BL Portfolio vs Benchmark — 1
BL Portfolio vs Benchmark — 2

We can see that the cumulative return for the strategy is way ahead of the benchmark. 6 months rolling volatility is in line with the benchmark and both 6 and 12 months rolling beta is less than 1. However, there are high fluctuations in 6 months rolling Sharpe ratio which is worrisome.

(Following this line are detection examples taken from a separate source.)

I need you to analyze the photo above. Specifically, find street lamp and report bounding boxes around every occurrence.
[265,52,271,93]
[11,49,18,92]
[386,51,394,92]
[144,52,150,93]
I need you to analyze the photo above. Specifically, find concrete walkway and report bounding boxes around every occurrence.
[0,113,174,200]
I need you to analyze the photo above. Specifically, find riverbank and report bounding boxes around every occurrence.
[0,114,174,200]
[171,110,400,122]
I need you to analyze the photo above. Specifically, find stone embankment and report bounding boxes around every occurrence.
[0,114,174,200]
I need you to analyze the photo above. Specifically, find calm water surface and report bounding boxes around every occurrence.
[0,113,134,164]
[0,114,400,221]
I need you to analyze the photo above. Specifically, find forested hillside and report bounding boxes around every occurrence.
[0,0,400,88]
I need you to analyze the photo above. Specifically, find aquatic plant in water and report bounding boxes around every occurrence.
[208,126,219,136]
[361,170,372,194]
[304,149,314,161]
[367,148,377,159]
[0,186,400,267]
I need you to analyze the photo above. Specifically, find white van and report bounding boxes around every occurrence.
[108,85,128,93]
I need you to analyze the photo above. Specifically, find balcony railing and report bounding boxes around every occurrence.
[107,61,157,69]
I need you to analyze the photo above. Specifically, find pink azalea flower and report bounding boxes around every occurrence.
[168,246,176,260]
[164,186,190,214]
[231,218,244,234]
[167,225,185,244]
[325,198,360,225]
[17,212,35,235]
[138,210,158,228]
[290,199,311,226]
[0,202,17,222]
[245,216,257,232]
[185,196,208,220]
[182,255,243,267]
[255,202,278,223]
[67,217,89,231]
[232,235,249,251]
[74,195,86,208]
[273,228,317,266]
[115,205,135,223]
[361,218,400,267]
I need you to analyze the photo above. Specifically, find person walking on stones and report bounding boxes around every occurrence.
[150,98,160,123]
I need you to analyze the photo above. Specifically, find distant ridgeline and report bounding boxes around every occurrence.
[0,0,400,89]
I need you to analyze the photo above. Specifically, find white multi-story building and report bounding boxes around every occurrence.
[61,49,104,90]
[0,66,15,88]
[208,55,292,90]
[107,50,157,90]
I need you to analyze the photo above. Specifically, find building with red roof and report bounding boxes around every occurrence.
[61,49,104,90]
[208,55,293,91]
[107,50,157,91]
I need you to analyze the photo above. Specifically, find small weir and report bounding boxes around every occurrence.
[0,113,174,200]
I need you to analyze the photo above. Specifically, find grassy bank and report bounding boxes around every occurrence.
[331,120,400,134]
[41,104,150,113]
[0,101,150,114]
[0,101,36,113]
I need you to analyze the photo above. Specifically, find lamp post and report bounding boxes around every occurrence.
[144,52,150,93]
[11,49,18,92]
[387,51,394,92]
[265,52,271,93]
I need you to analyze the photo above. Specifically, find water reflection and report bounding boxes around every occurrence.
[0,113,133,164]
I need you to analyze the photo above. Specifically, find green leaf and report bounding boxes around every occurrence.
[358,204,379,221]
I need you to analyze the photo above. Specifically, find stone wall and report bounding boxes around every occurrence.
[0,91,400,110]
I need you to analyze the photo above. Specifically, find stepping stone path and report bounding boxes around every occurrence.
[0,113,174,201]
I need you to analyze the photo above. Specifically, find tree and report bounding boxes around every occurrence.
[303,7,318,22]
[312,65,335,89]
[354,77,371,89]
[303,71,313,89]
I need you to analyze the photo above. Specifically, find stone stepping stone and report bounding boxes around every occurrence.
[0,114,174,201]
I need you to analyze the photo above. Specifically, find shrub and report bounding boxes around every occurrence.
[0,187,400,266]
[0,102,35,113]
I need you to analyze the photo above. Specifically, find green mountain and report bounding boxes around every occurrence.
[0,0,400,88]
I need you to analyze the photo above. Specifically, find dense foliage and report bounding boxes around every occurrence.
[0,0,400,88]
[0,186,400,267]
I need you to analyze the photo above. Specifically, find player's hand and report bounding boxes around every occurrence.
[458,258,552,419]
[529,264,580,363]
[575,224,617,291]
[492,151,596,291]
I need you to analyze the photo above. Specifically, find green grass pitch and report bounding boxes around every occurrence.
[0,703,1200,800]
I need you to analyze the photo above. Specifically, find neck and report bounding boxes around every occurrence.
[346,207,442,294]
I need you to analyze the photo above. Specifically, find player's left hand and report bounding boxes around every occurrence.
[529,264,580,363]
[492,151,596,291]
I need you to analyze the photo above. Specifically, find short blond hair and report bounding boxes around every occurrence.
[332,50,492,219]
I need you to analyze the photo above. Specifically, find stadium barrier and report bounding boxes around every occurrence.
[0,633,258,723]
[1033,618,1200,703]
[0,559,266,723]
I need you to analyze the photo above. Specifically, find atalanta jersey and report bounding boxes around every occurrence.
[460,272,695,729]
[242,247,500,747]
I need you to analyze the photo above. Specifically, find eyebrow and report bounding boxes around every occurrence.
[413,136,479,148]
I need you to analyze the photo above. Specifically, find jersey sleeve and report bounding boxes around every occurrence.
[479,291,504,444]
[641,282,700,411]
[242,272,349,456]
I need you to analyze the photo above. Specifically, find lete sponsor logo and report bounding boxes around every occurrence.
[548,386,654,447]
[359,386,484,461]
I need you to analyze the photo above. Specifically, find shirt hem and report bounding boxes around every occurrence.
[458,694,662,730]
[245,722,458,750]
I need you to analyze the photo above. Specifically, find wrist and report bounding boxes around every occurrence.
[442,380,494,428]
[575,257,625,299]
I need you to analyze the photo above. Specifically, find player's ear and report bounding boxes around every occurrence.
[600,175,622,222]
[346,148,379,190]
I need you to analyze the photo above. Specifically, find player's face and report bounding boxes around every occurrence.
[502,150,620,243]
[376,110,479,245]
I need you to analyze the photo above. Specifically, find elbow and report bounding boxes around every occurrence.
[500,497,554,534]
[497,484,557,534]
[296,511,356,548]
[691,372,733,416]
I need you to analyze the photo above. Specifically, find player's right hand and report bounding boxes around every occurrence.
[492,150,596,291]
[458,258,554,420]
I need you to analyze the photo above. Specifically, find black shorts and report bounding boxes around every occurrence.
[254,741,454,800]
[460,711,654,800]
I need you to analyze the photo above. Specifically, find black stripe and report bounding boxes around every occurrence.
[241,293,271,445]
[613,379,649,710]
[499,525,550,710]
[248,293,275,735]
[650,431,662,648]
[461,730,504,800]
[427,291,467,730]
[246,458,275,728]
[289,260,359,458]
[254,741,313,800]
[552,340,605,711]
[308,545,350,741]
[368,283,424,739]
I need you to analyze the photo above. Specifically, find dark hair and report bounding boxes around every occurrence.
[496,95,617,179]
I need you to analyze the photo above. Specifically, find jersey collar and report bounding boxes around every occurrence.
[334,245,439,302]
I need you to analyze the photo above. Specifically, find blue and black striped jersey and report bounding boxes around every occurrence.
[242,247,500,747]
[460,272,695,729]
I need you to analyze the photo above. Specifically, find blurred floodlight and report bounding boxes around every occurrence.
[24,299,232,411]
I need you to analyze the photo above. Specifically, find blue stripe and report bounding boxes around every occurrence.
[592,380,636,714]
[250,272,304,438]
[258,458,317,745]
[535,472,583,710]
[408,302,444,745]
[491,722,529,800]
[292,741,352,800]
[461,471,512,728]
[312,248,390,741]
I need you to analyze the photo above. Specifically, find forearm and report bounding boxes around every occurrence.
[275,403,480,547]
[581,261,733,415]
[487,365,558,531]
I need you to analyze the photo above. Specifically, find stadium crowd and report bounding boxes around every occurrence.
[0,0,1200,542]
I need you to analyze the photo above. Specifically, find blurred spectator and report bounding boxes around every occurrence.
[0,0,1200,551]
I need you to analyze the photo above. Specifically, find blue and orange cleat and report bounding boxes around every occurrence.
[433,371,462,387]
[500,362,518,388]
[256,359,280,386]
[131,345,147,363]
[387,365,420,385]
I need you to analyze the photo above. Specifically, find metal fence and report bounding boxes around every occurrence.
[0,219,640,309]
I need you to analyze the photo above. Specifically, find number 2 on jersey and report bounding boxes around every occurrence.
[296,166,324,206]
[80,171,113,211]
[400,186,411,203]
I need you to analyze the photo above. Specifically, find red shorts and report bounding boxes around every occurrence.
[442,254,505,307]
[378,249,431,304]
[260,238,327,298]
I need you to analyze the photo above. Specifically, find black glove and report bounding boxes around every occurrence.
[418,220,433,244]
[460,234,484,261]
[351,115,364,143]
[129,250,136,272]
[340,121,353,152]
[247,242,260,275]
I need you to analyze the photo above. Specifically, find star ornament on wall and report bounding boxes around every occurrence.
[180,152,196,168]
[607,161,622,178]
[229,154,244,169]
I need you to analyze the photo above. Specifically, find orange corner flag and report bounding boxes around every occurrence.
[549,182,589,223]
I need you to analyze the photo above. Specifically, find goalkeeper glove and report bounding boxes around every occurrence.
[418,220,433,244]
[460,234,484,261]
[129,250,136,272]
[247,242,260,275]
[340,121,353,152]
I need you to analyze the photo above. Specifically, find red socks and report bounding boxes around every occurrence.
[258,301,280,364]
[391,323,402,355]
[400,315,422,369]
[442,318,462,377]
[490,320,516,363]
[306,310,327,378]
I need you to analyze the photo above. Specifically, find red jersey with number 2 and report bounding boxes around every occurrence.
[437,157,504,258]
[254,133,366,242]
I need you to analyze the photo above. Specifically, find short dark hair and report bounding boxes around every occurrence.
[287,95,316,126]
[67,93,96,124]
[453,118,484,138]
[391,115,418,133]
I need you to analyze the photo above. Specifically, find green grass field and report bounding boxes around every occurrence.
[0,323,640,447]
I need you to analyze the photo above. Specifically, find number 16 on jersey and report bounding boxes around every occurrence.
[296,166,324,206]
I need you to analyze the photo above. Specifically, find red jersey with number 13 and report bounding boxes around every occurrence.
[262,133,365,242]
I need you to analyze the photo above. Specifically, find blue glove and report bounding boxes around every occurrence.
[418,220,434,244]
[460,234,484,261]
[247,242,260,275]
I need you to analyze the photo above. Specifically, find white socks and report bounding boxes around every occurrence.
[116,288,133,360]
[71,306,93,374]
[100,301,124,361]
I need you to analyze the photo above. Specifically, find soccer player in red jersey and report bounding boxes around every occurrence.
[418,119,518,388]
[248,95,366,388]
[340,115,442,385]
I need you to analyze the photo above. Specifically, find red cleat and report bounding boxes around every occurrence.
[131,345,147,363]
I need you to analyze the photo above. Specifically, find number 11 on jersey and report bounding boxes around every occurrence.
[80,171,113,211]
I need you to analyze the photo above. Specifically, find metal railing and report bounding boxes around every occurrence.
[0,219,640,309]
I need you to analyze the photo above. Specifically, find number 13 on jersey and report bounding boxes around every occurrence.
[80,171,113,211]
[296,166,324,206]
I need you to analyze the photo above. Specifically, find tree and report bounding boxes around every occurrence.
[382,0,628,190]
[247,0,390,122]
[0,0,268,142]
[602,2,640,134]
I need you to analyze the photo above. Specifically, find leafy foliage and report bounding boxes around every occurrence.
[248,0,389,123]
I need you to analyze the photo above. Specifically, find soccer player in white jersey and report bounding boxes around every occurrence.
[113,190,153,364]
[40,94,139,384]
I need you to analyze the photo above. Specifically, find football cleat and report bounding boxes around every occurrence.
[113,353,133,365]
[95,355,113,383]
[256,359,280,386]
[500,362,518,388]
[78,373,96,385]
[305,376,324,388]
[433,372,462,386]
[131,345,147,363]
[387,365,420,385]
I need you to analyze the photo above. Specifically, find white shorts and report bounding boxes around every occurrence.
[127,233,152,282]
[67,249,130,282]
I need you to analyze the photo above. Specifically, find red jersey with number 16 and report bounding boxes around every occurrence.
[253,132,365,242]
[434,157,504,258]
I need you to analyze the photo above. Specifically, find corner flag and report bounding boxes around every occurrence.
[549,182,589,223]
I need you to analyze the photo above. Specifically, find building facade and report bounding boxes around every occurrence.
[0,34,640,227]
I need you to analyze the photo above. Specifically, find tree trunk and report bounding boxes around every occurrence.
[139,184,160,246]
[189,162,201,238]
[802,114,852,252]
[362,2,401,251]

It might be a coincidence that overall our strategy performed very well in comparison to S&P BSE-Sensex as I didn’t use a scientific approach to define my view and confidence in it. They were based on my gut feel. Also, please be aware that I have used free pricing data and there might be data quality issues. The objective is to go through the entire process with you and highlight the kind of flexibility and options this model offers. In my opinion, we need this to ensure enough confidence in our decisions regarding asset allocation for us and our clients.

Happy investing and do leave your feedback on the article :)

Thanks

Please Note: This analysis is only for educational purposes and the author is not liable for any of your investment decisions.